There have been a lot of comments about the alleged use of drugs and its merits and the law. But, very few comments about why this place was raided.

 

Imo, it was very simply utter stupidity and arrogance on the part of the owner of this place, that during a very unique time of mourning; when all establishments have been told or have simply volunteered to tone down their entertainments - even deeply cultural entertainments, such as Loy Kratong have been affected.Yet  for this place its business as usual. but now they get noise complaints - possibly frequent, combined with possible gossip on drug use, in an establishment situated not too far from Sanam luang.  Honestly?

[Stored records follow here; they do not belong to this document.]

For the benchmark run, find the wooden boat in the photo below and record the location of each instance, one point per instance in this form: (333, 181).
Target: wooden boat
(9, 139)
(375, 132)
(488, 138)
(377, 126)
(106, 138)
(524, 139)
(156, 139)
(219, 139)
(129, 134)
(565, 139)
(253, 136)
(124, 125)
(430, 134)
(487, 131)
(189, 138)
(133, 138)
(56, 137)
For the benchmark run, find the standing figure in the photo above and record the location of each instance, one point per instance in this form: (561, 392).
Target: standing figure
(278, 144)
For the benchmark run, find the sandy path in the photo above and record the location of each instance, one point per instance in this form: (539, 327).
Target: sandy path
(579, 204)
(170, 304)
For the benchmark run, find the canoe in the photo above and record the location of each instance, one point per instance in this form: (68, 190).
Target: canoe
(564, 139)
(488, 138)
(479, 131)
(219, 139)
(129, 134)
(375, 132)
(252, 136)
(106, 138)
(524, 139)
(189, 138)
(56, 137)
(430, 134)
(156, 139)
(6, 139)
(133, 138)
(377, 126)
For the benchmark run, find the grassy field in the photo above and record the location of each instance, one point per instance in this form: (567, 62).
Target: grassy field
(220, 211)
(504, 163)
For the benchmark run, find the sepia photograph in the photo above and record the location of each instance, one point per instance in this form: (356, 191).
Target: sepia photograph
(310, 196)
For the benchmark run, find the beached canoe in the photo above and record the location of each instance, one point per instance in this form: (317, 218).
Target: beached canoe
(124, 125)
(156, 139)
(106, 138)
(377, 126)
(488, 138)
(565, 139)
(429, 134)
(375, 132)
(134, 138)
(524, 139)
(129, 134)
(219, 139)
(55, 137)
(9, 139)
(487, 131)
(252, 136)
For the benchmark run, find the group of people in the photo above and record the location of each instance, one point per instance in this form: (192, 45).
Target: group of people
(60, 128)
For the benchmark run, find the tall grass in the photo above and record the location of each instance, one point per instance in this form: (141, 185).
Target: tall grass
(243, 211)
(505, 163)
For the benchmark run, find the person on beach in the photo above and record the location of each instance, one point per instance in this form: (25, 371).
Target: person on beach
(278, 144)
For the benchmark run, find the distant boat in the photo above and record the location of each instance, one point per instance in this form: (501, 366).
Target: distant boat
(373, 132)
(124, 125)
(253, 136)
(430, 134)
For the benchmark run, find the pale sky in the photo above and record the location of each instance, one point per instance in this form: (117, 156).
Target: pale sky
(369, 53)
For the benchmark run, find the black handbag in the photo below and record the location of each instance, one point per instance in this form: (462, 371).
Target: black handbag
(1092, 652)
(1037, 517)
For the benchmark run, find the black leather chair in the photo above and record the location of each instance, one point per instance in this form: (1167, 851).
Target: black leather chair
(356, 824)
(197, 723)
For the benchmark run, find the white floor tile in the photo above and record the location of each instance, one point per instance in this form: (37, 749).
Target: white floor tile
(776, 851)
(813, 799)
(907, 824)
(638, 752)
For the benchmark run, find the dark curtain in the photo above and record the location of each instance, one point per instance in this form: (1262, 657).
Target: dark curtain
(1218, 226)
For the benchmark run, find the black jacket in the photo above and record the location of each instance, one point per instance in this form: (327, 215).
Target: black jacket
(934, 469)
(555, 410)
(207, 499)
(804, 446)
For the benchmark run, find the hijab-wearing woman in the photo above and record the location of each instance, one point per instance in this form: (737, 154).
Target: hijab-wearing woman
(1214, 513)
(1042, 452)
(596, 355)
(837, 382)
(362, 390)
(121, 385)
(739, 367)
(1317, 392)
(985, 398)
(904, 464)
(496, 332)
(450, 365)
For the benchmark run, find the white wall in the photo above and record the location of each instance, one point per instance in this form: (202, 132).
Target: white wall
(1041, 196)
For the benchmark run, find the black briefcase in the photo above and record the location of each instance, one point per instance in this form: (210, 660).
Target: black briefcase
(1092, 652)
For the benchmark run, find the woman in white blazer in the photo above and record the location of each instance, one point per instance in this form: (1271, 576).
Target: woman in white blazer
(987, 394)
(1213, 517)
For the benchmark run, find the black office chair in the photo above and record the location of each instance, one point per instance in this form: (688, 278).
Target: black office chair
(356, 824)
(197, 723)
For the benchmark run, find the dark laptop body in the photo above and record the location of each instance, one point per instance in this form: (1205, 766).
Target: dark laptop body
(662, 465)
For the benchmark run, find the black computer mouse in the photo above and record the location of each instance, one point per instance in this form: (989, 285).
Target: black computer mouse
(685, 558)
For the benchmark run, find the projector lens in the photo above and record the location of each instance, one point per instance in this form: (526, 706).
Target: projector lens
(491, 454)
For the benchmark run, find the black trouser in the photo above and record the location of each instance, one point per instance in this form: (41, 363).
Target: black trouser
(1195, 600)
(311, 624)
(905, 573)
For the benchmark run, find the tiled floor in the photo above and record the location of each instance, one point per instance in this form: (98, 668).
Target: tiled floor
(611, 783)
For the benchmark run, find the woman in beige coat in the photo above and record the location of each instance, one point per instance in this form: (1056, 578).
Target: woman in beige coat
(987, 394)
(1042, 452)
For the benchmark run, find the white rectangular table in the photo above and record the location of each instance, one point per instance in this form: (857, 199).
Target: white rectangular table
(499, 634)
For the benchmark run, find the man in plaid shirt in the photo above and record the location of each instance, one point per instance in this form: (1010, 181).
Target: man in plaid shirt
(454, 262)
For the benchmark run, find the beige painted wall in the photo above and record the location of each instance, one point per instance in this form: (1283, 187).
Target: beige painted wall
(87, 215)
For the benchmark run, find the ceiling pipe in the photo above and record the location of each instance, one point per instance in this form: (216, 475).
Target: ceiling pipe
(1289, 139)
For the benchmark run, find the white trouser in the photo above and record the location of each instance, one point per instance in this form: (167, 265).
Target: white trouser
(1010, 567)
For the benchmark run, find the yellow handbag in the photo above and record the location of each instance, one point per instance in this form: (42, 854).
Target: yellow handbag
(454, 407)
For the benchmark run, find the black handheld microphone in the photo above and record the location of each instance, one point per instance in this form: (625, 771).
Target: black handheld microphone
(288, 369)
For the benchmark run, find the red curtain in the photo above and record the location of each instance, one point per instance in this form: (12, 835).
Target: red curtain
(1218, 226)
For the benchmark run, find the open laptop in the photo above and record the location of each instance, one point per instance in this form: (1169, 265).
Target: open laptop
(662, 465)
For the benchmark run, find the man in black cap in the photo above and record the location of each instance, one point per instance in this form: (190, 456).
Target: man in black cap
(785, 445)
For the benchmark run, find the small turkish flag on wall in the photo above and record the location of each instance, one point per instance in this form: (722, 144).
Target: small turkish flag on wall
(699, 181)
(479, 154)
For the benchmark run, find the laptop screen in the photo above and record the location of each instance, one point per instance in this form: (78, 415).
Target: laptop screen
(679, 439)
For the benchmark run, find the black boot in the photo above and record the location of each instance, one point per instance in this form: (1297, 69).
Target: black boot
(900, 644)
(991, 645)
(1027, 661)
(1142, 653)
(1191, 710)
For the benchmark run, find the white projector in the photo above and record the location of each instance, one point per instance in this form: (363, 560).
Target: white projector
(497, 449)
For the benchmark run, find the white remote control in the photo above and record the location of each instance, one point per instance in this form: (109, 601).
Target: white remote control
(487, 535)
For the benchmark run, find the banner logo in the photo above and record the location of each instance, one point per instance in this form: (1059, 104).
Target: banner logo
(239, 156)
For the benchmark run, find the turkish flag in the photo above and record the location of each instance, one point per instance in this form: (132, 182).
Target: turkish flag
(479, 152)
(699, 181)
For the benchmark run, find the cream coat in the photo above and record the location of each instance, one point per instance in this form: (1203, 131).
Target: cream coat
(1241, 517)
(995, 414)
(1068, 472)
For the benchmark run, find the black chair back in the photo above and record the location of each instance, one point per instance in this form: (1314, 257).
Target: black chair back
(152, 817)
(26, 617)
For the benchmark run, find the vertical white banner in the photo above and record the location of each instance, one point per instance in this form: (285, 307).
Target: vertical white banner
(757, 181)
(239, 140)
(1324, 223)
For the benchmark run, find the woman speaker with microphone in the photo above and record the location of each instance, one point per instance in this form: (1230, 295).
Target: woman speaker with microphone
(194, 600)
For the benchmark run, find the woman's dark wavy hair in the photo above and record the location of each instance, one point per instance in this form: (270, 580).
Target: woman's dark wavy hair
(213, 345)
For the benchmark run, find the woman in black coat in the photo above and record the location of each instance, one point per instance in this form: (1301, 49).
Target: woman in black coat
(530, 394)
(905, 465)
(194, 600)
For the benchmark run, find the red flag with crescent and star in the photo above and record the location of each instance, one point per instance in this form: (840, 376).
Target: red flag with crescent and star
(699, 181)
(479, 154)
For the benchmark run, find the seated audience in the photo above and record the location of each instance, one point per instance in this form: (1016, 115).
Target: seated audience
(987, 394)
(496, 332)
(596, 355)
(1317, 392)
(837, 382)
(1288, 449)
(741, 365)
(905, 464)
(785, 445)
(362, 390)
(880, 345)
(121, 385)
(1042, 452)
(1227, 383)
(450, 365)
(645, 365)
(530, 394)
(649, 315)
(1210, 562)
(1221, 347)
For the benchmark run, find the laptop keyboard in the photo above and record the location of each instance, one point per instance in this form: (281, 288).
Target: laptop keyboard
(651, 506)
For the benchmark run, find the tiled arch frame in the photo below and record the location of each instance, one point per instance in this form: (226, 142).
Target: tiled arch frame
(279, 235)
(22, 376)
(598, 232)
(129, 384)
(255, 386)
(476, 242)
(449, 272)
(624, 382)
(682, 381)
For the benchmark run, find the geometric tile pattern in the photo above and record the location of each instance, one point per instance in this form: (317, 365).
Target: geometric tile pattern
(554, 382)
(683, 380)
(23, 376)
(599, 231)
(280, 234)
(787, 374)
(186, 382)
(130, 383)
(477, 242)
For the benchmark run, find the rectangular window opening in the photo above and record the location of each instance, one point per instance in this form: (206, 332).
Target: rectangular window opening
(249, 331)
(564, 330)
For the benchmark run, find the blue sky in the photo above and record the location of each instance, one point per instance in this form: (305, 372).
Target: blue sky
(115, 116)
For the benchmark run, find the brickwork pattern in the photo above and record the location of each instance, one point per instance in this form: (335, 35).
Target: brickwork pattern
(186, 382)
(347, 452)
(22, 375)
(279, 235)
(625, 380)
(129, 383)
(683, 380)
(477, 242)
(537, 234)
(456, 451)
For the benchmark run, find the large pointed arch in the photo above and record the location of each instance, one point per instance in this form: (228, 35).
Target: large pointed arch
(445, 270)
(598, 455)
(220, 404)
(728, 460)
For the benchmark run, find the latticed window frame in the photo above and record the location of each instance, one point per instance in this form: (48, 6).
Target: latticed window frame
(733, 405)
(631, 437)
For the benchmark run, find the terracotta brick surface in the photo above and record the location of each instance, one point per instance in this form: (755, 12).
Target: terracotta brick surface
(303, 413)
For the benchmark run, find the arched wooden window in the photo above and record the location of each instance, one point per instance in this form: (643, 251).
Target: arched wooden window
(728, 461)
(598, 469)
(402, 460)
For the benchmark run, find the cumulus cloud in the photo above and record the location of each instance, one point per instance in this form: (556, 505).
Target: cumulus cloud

Ignorance and arrogance of the highest order!

 

Had the whole country not been in a period of national mourning, it would have been business as usual for the overstay, as clearly these parties have been going on for a while. Noise from parties and holidaymakers in and around Khao San is part of the territory and one most businesses exploit and accept.  

 

A poor lapse of judgement on the part of the owner given these unique times. 

Agree with you and would add that as some restrictions about the mourning period are being relaxed issues like this could easily upset authority and result in a ' crackdown ' because it's held that proper respect isn't being observed.

I'll just take a couple of places to flout the ' requests ' to tone down music, restrict alcohol sale etc. and requests become enforced bans and who knows but perhaps beyond the initial 30 days.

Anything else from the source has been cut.